Oumé, 15 avr 2026 (AIP) – La présidente de l’ONG “Handicap Vie”, N’Guessan N’Détchi Jeanne d’Arc, a appelé mardi 14 avril 2026 à Oumé, les parents, les autorités locales et l’ensemble des acteurs sociaux à accorder davantage d’attention aux enfants autistes, en vue de favoriser leur intégration socio-éducative et professionnelle.
Dans un entretien accordé à l’AIP, elle a exprimé sa volonté de faire en sorte que la Journée internationale de sensibilisation à l’autisme, célébrée chaque 2 avril, ne soit plus passée sous silence dans la localité.
« À travers cette communication, nous voulons faire en sorte qu’à partir de cette année, la célébration officielle de la Journée internationale de l’autisme ne passe plus sous silence et dans l’indifférence à Oumé », a-t-elle déclaré, soulignant la nécessité d’une meilleure vulgarisation de la connaissance de l’autisme au sein des populations.
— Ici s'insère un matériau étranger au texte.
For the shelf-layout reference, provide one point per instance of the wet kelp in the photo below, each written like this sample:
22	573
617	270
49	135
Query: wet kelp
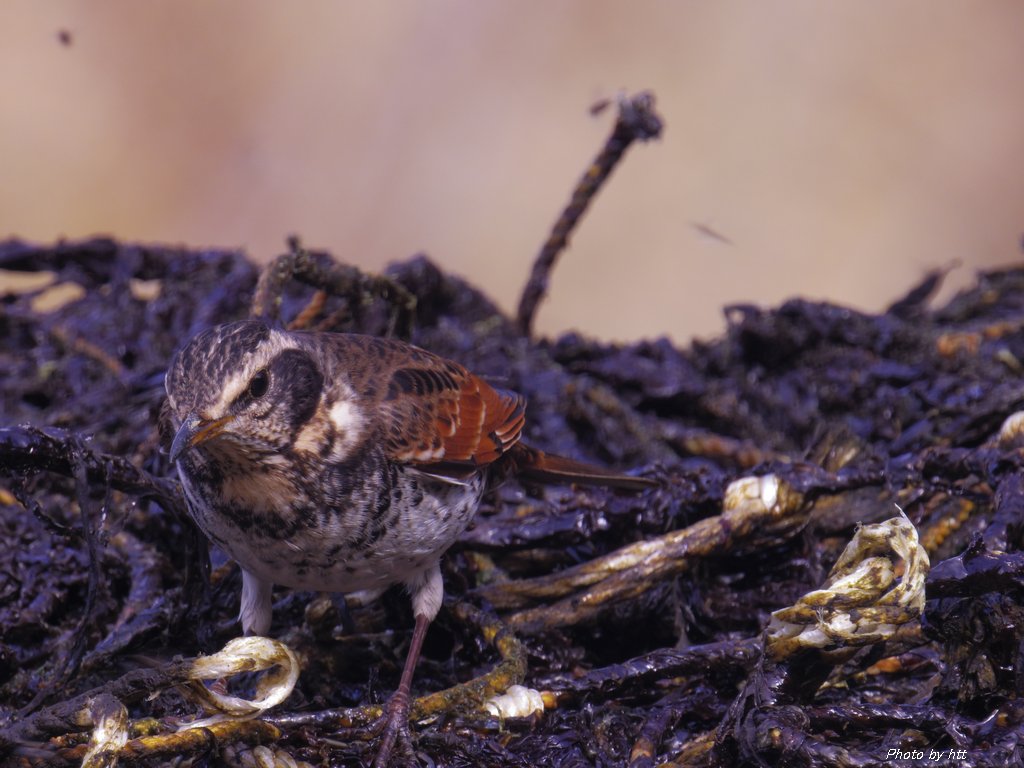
639	617
828	572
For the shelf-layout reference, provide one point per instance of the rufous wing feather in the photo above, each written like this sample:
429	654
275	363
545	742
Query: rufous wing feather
452	421
532	464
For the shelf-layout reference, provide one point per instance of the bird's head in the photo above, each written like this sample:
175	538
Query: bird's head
241	391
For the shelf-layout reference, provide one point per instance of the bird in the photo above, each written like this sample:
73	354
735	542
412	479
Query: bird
343	463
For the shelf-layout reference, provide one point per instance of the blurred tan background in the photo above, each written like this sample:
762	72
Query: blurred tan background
839	150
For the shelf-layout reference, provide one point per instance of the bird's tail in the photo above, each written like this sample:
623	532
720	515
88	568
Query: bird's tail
532	464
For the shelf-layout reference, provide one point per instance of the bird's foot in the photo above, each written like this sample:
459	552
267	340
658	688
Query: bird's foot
394	731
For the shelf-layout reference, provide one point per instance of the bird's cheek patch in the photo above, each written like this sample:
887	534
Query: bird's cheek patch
348	422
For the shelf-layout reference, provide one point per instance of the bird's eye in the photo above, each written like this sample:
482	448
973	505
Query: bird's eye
259	384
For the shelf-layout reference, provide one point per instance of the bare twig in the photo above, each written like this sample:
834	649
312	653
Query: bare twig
333	279
637	120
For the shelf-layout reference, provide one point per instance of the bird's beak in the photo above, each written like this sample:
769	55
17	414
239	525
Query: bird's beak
195	430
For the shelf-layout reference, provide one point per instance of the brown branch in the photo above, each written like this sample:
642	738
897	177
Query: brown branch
637	120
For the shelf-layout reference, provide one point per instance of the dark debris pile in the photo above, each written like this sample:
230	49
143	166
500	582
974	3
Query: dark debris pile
640	616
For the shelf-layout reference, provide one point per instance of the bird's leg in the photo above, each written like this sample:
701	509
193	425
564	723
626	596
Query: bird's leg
427	591
256	604
396	711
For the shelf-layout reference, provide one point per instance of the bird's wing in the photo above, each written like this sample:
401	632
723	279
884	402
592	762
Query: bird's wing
448	422
431	413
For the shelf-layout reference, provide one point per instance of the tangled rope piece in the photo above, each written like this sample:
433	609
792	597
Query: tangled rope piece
862	601
244	654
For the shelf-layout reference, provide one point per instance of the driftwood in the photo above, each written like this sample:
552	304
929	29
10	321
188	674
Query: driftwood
696	624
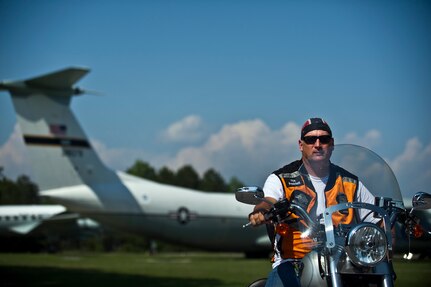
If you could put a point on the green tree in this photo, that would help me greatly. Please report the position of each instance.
(23, 191)
(142, 169)
(212, 181)
(186, 176)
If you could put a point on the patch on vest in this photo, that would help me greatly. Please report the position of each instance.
(300, 198)
(292, 179)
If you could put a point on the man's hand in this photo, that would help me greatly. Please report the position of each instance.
(257, 217)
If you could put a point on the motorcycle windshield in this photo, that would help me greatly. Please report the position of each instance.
(370, 168)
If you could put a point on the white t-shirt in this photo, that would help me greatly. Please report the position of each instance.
(274, 188)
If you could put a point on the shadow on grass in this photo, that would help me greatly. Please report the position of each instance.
(49, 276)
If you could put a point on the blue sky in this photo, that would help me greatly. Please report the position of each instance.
(227, 84)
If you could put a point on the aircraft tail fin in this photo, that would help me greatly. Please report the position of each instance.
(59, 150)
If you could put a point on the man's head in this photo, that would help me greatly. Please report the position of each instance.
(315, 124)
(316, 143)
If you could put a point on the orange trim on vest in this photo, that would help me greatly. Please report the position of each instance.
(292, 243)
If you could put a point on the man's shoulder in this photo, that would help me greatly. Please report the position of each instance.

La présidente de l’ONG a estimé que chaque citoyen doit être informé des réalités liées à l’autisme afin de lutter contre les préjugés et favoriser une meilleure inclusion des enfants concernés.
Elle a, à cet effet, exhorté les parents à ne pas abandonner leurs enfants atteints d’autisme et à s’impliquer pleinement dans leur accompagnement. « Nous sensibilisons et encourageons les parents à ne pas baisser les bras, ni abandonner ou marginaliser les enfants, mais à assumer leurs responsabilités et à leur offrir un suivi adapté », a-t-elle insisté.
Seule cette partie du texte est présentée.